The Caribbean region was conquered and exploited by Europeans starting in the 1500s and continuing to the present day. The Spaniards were the first Europeans and they pretty much killed off the the people they found by infecting them with european diseases and overworking them as slaves.
In order to replace the native populations as a source of cheap labor the europeans enslaved Africans and brought them to the Caribbean. All the European countries that had ships got involved in the slave trade and many of them tried to acquire caribbean colonies so that the slaves could be employed on big farms called plantations. This was the practice in Cuba, for instance, from the 1500s to the late 1800s.
Slavery was less fully developed on some islands.
On St. Vincent the Garifuna (people of Carib Indian and African descent) offered such strong resistance to invasion, and so skillfully played the French and British off against one another, that the full weight of the plantation system wasn't felt in St. Vincent until after 1797. Slavery was abolished in the British colonies in 1833.

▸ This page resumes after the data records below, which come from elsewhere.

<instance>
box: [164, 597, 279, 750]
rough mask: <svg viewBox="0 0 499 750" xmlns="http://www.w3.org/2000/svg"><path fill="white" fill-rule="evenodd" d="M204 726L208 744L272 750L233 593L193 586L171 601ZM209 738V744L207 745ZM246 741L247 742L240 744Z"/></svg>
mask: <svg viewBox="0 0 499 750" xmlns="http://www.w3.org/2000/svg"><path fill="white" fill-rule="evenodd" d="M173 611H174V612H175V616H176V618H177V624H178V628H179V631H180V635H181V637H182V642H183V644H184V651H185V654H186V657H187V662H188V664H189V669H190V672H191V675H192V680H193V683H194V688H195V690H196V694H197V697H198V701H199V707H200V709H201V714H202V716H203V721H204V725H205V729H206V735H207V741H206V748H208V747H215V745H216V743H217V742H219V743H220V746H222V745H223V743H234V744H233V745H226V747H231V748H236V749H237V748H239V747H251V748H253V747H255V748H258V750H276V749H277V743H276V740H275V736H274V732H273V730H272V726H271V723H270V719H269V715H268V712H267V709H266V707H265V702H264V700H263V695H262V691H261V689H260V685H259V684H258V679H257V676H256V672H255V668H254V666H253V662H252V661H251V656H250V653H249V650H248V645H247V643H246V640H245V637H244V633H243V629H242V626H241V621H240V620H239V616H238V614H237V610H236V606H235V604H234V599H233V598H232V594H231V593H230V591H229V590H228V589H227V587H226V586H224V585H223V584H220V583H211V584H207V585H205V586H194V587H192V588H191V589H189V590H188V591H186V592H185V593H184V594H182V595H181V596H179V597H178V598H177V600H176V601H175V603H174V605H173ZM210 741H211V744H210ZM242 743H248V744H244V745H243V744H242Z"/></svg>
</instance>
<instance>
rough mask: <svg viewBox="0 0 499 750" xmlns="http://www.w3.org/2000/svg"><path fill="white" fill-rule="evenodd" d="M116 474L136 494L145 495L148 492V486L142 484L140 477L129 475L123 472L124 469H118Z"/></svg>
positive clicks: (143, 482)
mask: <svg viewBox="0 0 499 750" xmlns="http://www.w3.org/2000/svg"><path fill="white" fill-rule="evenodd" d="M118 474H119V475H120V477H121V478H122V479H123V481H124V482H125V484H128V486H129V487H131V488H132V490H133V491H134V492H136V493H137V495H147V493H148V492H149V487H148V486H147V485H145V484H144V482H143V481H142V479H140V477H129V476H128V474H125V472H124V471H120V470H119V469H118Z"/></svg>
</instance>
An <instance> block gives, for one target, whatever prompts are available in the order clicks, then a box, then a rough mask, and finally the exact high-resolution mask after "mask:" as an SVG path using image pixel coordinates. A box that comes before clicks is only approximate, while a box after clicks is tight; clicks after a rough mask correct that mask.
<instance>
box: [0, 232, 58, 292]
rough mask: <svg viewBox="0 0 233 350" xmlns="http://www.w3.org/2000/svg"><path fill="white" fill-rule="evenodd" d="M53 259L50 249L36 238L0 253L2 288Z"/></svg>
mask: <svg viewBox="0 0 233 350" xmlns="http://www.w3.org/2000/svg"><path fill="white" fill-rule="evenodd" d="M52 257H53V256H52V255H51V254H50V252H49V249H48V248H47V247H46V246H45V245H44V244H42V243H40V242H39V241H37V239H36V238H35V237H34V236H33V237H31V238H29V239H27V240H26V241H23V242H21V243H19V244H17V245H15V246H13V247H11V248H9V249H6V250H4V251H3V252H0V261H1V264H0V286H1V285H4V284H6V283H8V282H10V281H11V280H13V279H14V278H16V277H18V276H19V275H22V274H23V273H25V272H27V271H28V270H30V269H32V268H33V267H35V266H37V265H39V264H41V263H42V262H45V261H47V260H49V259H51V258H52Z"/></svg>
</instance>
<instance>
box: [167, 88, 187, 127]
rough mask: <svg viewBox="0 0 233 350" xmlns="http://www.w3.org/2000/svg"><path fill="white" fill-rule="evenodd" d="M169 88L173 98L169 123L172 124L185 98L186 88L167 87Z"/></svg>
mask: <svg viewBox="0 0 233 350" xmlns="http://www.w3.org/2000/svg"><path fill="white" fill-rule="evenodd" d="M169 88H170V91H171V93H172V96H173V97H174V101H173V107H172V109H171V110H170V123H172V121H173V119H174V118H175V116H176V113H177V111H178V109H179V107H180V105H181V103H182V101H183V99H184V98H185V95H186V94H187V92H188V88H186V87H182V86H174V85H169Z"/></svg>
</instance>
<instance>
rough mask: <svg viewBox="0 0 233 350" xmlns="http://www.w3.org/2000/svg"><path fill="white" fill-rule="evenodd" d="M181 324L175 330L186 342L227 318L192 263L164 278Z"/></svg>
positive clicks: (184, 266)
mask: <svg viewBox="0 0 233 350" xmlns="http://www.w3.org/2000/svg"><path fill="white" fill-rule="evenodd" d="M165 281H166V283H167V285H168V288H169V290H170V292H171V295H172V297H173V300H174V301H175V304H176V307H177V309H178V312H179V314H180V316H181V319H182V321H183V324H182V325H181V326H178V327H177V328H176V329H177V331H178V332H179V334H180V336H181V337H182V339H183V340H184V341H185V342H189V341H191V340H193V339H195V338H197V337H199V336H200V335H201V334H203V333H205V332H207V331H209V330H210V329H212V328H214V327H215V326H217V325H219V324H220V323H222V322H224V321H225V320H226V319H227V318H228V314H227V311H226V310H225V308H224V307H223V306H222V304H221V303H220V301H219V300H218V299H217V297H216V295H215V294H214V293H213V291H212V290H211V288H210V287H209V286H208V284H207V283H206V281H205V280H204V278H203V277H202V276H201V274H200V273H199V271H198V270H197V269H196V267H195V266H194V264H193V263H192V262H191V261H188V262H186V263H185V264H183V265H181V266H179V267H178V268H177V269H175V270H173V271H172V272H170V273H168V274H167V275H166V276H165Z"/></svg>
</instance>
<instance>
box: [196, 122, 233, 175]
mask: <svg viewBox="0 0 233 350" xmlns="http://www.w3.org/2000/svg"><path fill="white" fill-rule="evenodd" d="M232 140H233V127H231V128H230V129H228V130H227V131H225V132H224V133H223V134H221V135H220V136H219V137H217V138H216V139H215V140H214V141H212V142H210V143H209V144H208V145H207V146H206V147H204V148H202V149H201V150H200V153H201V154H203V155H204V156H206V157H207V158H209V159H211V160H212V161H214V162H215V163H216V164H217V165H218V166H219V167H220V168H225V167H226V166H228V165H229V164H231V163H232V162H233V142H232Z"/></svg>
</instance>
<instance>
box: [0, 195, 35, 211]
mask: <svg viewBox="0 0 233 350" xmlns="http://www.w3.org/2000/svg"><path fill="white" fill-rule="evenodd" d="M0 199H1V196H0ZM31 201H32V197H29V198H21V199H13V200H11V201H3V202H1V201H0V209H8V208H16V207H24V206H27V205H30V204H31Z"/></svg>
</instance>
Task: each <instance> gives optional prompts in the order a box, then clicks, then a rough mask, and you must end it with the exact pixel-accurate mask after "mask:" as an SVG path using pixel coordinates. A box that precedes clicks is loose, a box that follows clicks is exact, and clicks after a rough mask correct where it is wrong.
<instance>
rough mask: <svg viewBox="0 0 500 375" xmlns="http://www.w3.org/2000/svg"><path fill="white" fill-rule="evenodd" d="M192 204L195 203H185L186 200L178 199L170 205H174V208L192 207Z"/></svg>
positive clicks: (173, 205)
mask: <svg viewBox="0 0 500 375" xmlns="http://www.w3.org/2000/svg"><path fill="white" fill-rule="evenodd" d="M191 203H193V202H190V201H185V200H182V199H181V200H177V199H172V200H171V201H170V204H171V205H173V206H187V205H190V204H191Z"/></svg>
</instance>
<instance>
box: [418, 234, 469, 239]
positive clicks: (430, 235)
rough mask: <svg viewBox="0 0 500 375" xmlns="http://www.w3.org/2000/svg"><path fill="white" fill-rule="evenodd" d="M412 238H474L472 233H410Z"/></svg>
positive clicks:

For that reason St. Vincent had 36 years of full slavery instead of 300; and that has been reflected in its post-colonial history as well. You can read more about the history of the region on the history page..
In 2001 the newly elected government instituted a system of recognizing "National Heros", and the first such hero was Chatoyer, the Principal Chief and war-leader of the Garifuna people in their last war against the British. If the British hadn't had surplus troops that had been kicked out of North America by the American Revolutionaries, and hadn't hired mercenary German Mountain troops to track the Garifuna back to their homes, they might never have fully conquered St. Vincent.
The net result of this fierce defense of their independence was that the slaveowners, who like all slaveowners tried to make their slaves feel less than human, didn't succeed as well in Saint Vincent and the Grenadines as they did elsewhere. Their failure produced a lot less racism than one experiences on other islands.
Finally, that history may well have a continuing influence in the world.